Диван-кровать, на котором сидел Григорий Васильевич, стоял у самой двери в переднюю, и, хотя радиоприемник орал что было мочи, Гриша все слышал в полуоткрытую дверь – все от слова до слова. Голос девочки был так похож на забытый голос Катеньки. И он обрадовался ее приходу так, будто пришла та Катенька. Катенька! Она его всегда выручала и сейчас выручит. Избавит от тяжелого смутного чувства, которое сейчас испытывал он. Ему казалось, что Дарочка давным-давно умерла и сейчас он своими руками раскрыл ее могилу – было смутно и холодно, ноги дрожали, он ощущал, как по ребрам скатываются холодные капли пота.

Дверь открылась шире, и порог переступила робкая, пунцовая от смущения девочка. Следом за нею, тяжело ступая, вошла Дарья Семеновна.

– Вот, Гриша, познакомься с моей внучкой Катенькой.

– Какой он ей Гриша, он ей дедушка! – вмешался Евгений Евгеньевич. – Ха-ха!
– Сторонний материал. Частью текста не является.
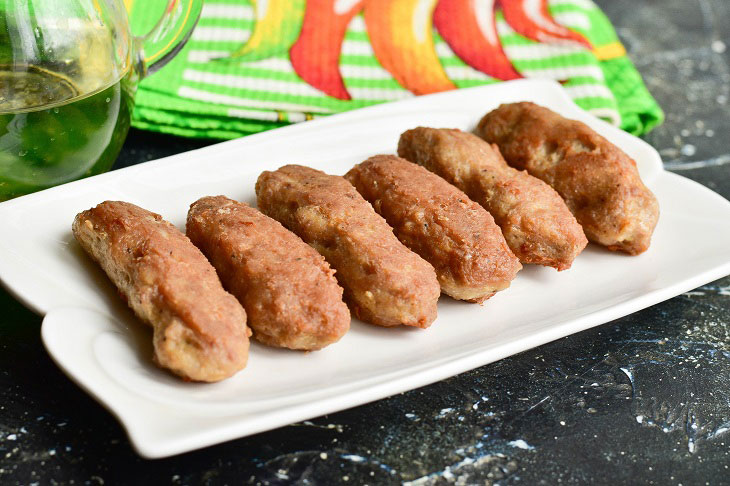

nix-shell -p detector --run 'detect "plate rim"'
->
[0,80,730,458]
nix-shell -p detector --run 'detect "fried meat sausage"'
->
[256,165,440,328]
[186,196,350,350]
[345,155,522,302]
[478,102,659,255]
[73,201,250,382]
[398,127,588,270]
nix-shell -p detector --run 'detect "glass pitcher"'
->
[0,0,203,201]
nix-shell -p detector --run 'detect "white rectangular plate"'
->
[0,81,730,458]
Смотри, Гриша, не влюбись в мою внучку!

Но на Евгения Евгеньевича никто не обратил внимания.

Опустив ресницы (Евгений Евгеньевич никогда не видел свою внучку такой), Катенька стояла перед Григорием Васильевичем. Подняла глаза и припала к его плечу, всхлипнула, быстро наклонилась к его руке и покрыла ее торопливыми благодарными поцелуями. Григорий Васильевич и руки вырвать не успел, как Катенька, еще громче всхлипнув, уже выскочила из комнаты.

– Подумаешь, нежности развели! Сбегаю коньячку купить – пять звездочек.
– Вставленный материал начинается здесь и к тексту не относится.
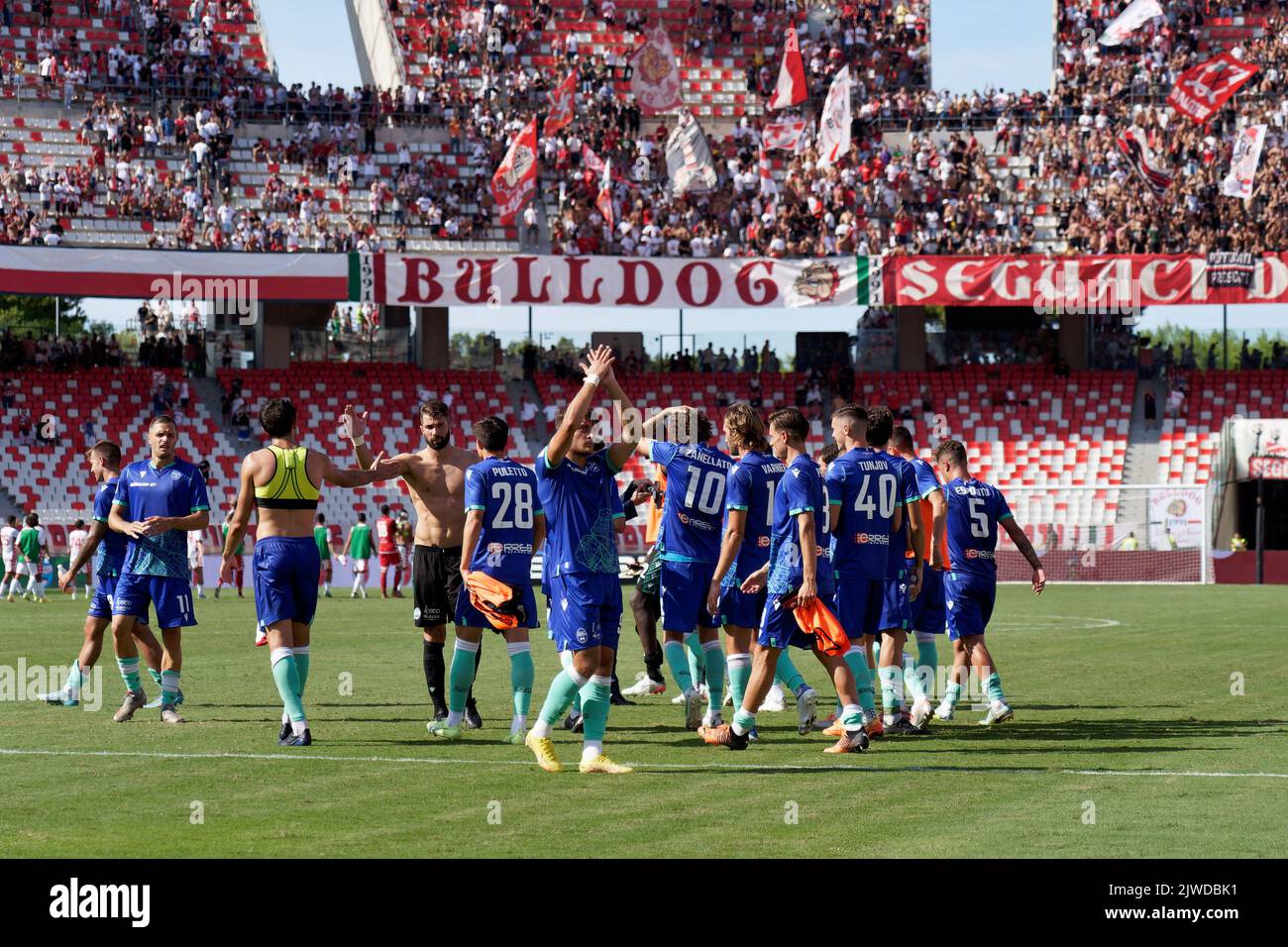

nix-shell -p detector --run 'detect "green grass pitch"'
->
[0,586,1288,858]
– Что вы, Григорий Васильевич, верно, коньяк не пьет, нам бы лучше винца сухого, сухое хорошо чрезвычайно, – посоветовала Ганечка.

1965

Печка

Солнце светило для всех одинаково: и для меня, и для моих обидчиков. Оно светило даже для тех, кто жил на другой стороне земли и кого я никогда не видел – только учил по географии. А наша печка согревала нас с мамой. Эта приземистая чугунная печка была в моей жизни всегда как солнце, только гораздо роднее. Откуда взялось солнце, я не знаю и до сих пор. А печку принес отец накануне того дня, когда суждено ему было исчезнуть.
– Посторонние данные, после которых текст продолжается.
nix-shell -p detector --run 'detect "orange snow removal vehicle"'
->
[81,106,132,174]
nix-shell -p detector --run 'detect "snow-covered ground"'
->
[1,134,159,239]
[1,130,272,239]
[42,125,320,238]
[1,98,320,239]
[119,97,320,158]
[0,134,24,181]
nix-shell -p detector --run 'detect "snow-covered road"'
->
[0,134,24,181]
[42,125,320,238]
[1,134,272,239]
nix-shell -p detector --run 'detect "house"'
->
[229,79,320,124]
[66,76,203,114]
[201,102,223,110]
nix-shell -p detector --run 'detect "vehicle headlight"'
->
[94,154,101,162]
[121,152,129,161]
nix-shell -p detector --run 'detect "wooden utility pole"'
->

Она только на вид была маленькая, а на самом деле в ней помещалось два ведра катушков. Ни в войну, ни после войны угля долгое время не было – были катушки, прессованные из угольной пыли. Горели они замечательно, только перед тем, как забрасывать в печку, катушки почему-то рекомендовалось побрызгать водой. Я брызгал их с удовольствием: зачерпну, бывало, из ведра в коридорчике кружку воды и брызгаю, раздувая щеки: фр-р-рт, п-р-р-т, п-фу!

– Да хватит брызгать, Андрюша, сколько можно! – останавливала меня мама, когда я был совсем маленький. А когда подрос, говорила: – Брызгаешь с удовольствием, а в сарай за ними пойти – для тебя целое дело!

Конечно, целое дело – кому охота тащиться в ледяной сарай, особенно на ночь глядя, и голыми руками отковыривать их в смерзшейся куче.